Kendini Milliyetçi olarak nitelendiren partileri aldığı oy yüzde 25’e ulaşmış durumda. Bu sayıya Ak Parti’deki muhafazakâr milliyetçiliği ve CHP’deki laik ve ulusalcı milliyetçiliği de eklersek toplumdaki milliyetçileşmeyi daha net bir şekilde görmüş oluruz.

Yusuf Yavuzyılmaz’ın tespiti ile ifade edersek Türkiye'nin en büyük sorunu Kemalist/ ulusalcı/ seküler milliyetçilik ile muhafazakâr / ülkücü milliyetçiliğin etkin olduğu bir siyasal iklime sahip olmasıdır. Bu ideoloji ile demokrasi, hukuk devleti ve toplumsal barış alanında değişim yapmak ve reformlar gerçekleştirmek imkânsız. Türkiye siyaseti uzun vadede milliyetçiliğin minimize edildiği bir siyasal anlayış ve ittifak geliştirmek zorundadır.

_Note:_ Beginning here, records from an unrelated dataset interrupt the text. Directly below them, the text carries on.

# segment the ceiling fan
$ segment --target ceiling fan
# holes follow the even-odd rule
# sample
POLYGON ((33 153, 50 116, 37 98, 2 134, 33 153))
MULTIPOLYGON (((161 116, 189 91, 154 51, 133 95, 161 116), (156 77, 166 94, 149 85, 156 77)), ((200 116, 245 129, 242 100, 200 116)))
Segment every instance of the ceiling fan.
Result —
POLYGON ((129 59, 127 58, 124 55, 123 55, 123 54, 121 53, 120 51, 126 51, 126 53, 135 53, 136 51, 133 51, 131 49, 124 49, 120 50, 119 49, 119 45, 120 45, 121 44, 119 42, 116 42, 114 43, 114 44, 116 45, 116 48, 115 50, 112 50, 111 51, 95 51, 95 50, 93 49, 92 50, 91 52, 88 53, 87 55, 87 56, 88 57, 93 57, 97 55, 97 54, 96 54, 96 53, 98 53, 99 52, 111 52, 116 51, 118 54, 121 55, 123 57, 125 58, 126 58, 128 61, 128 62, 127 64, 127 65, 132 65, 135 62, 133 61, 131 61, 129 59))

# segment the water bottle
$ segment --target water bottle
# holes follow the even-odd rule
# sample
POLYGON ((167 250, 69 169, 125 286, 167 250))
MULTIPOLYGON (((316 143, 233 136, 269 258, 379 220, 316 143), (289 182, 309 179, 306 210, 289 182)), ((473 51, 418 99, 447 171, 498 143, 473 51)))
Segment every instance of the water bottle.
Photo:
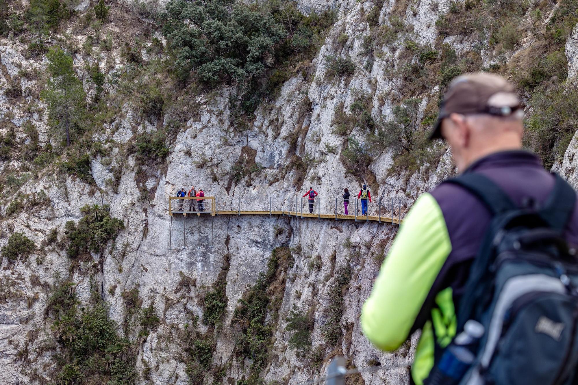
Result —
POLYGON ((456 336, 446 349, 425 383, 427 385, 459 384, 476 358, 473 351, 484 335, 484 326, 479 322, 468 320, 464 325, 464 331, 456 336))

28 Mayıs’ta yapılacak ikinci tur seçimleri yüzde 99 ihtimalle Cumhurbaşkanı Erdoğan kazanmış olacak. Ata ittifakı Cumhurbaşkanı aday Sinan Oğan’ın Cumhurbaşkanı Erdoğan’a desteğini açıklamasından sonra toplumun ezici çoğunluğu böyle düşünmeye başlamıştır. Ancak Ak Parti’nin zaferini İslamcılığın zaferi gibi gören iktidara yakın İslamcı arkadaşların bu zaferin aziz İslam’a nasıl bir katkı sunduğunu yeniden düşünmeleri gerekiyor.

Çeyrek asrı, 25 yılı geçecek olan Ak Parti iktidarında daha adil ve daha ahlaklı, daha güvenilir bir toplum olabildik mi? Daha adil, daha ahlaklı, daha erdemli, daha güvenilir bir nesil yetiştirebildik mi? Aziz İslam’ın değerlerini şahsi ve toplum hayatımızda hâkim kılabildik mi? Bugün bizim hayatımıza, toplum hayatımızda vahyin emrettiği ilahi değerler mi yön veriyor yoksa daha dünyevi ve daha seküler bir topluma mı yöneliyoruz. Bu soruların cevabı, Ak Parti iktidarının gerçek başarı hikâyesinin cevabıdır.

Tüm bu değerlendirmelerimden Ak Parti başarısız o halde CHP’sini, Millet ittifakını, yada Kılıçdaroğlu’nu destekleyelim dediğim sonucunu çıkarmasın kimse.

Ekonomik ve hukuki adalet ve yolsuzluklar konusunda, Millet ittifakının da Cumhurbaşkanları adayları Sayın Kılıçdaroğlu’nun da daha başarılı olacağına kesinlikle inanmıyorum.

Bizim toplumumuz kendine yapılmadığı müddetçe adalet ve yolsuzluk konusunu çok önemsemez. Ancak muhalefetin ekonomi konusunda dahi başarısına inanmadığı ve Milliyetçilik konusunda daha yetersiz gördüğü için Cumhurbaşkanı Erdoğan’ı bunca yıpranmışlığına rağmen yüzde 49,5 oyla yine birinci yaptı. Büyük ihtimalle de ikinci turda yeniden Cumhurbaşkanı olarak seçecek…

Çünkü seçmenin çoğunluğu 21 yıllık yıpranmışlığına, hayat pahalılığına rağmen, yine de sorunları Erdoğan'ın çözeceğine inanıyor. Deprem bölgesinde insanlar devlet ancak ikinci, üçüncü gün yetişse de evlerimizi yaparsa yine Erdoğan yapar diyor.  Muhalefetin en büyük sorunu, bu güveni, sorunlara çözüm olacağı güvenini seçmene verememiş olmasıdır. Esasen muhalefetin içinde bulundukları sorunlarla yüzleşme cesaretleri yok. Muhalefet daha çok Erdoğan karşıtlığı üzerinden hareket etmeyi tercih ediyor. Ancak halka Erdoğan karşıtlığı yeterli gelmiyor, sorunlarına çözüm bulunacağına inanmak istiyor.

Türkiye’de seçmenin önemli bir kısmı takım tutar gibi parti tutuyor. Başarılı olsa da olmasa da kendi partisinden vazgeçmiyor. Bir kısmı da  oyunu birazda ehveni şerci  bir mantıkla bu aday diğerine göre daha az kötü, yada daha iyi diyerek oyunu kullanıyor. Oyumuzu hangi gerekçe ile kullanırsak kullanalım iyiliklerin destekçisi, adaletsizliklerin eleştiricisi olmamız gerekiyor.

Tercihlerimizde adalet hassasiyeti ne zaman belirleyici olursa işte o zaman daha erdemli daha İslami bir toplum olmuşuz demektir.